Eine Instanz unter anderen

Vom Marktführer haben viele andere Online-Buchhändler die Möglichkeit von Kundenrezensionen und Ranking-Listen auf ihre Seiten übernommen. Um etwa bei buecher.de im Nutzer-Ranking aufzutauchen, genügt es, möglichst viele und gute Lieblingslisten anzulegen und Artikel zu bewerten. Je hilfreicher diese Listen und Bewertungen von anderen Nutzern empfunden werden, umso höher ist der Rang. Im Gegensatz zu Amazon werden bei buecher.de aber nur die Top 100-Rezensenten gelistet. Neben den Nutzermeinungen bindet buecher.de allerdings auch professionelle Feuilleton-Rezensionen in sein Angebot ein und kombiniert so die Kundenbeiträge mit professionellem Literaturjournalismus.

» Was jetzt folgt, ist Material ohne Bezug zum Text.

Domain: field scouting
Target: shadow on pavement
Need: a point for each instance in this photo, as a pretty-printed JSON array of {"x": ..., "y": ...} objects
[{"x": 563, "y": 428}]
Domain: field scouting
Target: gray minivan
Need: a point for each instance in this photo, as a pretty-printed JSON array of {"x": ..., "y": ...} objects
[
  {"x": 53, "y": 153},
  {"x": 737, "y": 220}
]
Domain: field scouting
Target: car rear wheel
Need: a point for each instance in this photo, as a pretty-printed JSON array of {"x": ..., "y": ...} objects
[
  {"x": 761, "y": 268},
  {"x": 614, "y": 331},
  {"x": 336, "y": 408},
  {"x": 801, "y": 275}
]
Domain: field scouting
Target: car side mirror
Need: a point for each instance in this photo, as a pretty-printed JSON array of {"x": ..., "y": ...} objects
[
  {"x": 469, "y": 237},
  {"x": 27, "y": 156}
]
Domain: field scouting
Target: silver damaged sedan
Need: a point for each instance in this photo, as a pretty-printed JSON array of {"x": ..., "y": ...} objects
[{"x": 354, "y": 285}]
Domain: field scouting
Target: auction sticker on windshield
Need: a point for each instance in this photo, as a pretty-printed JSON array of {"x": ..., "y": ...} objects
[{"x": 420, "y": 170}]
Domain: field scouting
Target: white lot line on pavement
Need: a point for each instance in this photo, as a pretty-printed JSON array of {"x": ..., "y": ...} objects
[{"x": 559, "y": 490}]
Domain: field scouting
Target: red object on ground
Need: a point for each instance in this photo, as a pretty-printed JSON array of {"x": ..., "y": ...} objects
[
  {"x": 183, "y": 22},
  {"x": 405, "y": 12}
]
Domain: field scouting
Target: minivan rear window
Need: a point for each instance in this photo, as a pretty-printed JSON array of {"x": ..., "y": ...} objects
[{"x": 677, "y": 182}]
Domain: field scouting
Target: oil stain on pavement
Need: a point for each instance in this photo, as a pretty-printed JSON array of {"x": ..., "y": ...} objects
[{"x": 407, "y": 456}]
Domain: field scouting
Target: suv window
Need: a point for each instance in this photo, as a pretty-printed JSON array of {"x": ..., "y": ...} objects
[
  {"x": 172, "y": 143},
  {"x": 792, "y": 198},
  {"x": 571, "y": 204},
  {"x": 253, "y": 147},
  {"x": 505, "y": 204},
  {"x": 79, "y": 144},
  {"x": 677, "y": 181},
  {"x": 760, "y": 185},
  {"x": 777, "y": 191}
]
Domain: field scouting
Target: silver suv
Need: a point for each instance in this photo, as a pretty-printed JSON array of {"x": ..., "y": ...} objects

Auch die großen Buchhandelsketten wie Thalia und Hugendubel arbeiten mit diesen Marketing- und Kundenbindungswerkzeugen. Sie gehen dabei jedoch anders vor als die reinen Online-Versandbuchhändler. Bei Hugendubel etwa finden die Buchbesprechungen im sogenannten ‚Buch-Blog‘ statt: Hier sind es Buchhändler, die Bücher auswählen, sie kurz vorstellen und bewerten. Kunden können dann über eine Antwortfunktion mit den Mitarbeitern in Kontakt treten, sich über die vorgestellten Bücher austauschen und sichtbare Kommentare auf der Seite hinterlassen.

Aufregung um den Einfluss

Während der Buchhändler so als Instanz in die virtuelle Welt überführt wird, muss man bei den Kundenrezensenten in einigen Fällen sogar an deren bloßer Existenz zweifeln: Allein die Masse an Buchkritiken, die manch einer der Top-Rezensenten verfasst, das unglaublich hohe Lesepensum also, legt den Verdacht nahe, dass es einige dieser Buchbewerter gar nicht persönlich gibt, sondern das sie als Avatare von PR-Strategen betrieben werden. Das 3sat-Online-Magazin (Artikel: „Gekaufte Rezensionen. Worauf kann man sich noch verlassen?“) zitierte den Verleger Klaus Zwangsleitner von Berlin Press, der es durchaus für möglich hält und recht einfach findet, als Verleger Rezensionen für seine Bücher einzukaufen, um diese dann in Literaturportalen oder im Online-Buchhandel veröffentlichen zu lassen. Für Aufregung sorgte auch der Fall des Rockbuch-Verlages. Sämtliche Publikationen des kleinen Verlages wurden auf Amazon systematisch mit negativen Rezensionen versehen, was durchaus zu wirtschaftlichem Schaden führen kann. Ähnlich erging es dem Verlag Econ oder diversen Computerbuchverlagen. Umgekehrt funktioniert das Ganze ebenfalls: Es haben auch schon Autoren ihre eigenen Werke gelobhudelt.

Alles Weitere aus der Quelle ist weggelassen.